Next comes an insightful critique of Christian theology in which Ruether argues that sin - the misuse of freedom in the distortion of relationships - must be distinguished from finitude, the good and created condition of human life. This sets up what is probably her most controversial chapter. Unlike man ecological ethicists and post-Christian feminists, she insists that humans did not originally live lightly on the earth in harmonious, paradisiacal groups. Further, the matricentric structure usually attributed to these mythic societies is inherently unstable and, in fact, contains the seeds of patriarchy; it would thus be dangerous to reinstitute that structure uncritically. After exploring the development of structures of domination in Western societies, she concludes that undoing these structures requires re-establishing more manageable units of local control, ensuring just relations and the just distribution of life's necessities, and converting a culture of competition and domination into one of compassionate solidarity. In her final section she examines two strands of Christian spirituality - covenant and sacrament - which can support these changes.
Ruether concludes with some general suggestions, ranging from the spiritual to the pedestrian, for beginning the process of earth healing. Her vagueness, although frustrating, is consistent with her emphasis upon conversion as the prerequisite for concrete, local solutions: "Only by understanding how the web of life works can we also learn to sustain it rather than destroy it. This is not simply a task of intellectual understanding, but of metanoia, in the fullest sense of the word: of conversion of our spirit and culture, of our technology and social relations, so that the human species exists within nature in a life-sustaining way."

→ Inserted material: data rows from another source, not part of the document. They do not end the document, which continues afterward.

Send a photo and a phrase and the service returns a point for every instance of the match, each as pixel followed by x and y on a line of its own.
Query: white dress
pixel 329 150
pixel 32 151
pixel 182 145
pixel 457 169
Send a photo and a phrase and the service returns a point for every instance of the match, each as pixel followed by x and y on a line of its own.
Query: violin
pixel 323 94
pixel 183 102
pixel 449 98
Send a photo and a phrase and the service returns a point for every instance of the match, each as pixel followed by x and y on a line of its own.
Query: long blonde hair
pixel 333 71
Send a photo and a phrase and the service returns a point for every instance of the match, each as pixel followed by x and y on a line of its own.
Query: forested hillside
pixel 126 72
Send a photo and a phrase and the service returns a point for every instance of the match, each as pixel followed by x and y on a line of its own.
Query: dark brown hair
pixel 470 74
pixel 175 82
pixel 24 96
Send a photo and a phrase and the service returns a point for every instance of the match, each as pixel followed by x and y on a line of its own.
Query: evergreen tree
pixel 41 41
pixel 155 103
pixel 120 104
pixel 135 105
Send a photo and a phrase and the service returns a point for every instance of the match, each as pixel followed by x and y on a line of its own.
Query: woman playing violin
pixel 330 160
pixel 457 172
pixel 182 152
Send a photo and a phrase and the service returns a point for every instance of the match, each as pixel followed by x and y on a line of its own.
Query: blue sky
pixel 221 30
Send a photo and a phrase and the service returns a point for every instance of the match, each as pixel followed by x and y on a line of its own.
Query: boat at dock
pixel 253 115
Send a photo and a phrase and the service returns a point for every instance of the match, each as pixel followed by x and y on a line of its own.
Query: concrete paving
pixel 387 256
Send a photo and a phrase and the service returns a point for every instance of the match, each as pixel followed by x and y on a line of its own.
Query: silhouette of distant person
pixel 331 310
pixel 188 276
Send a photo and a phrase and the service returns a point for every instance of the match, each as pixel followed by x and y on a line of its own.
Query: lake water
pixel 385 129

This compressed version of the book shortchanges its bold theological elements. To begin with, Ruether makes connections between ecofeminism and other ecological spiritualities and ethics. She concurs with the ecofeminists in correlating the mental and mythical misadventures of Western thought with misogynism and destruction of the global ecosystem. Patriarchal patterns are responsible for ecological destruction, and any approach which presumes to correct one without acknowledging its profound connection to the other is doomed to fail.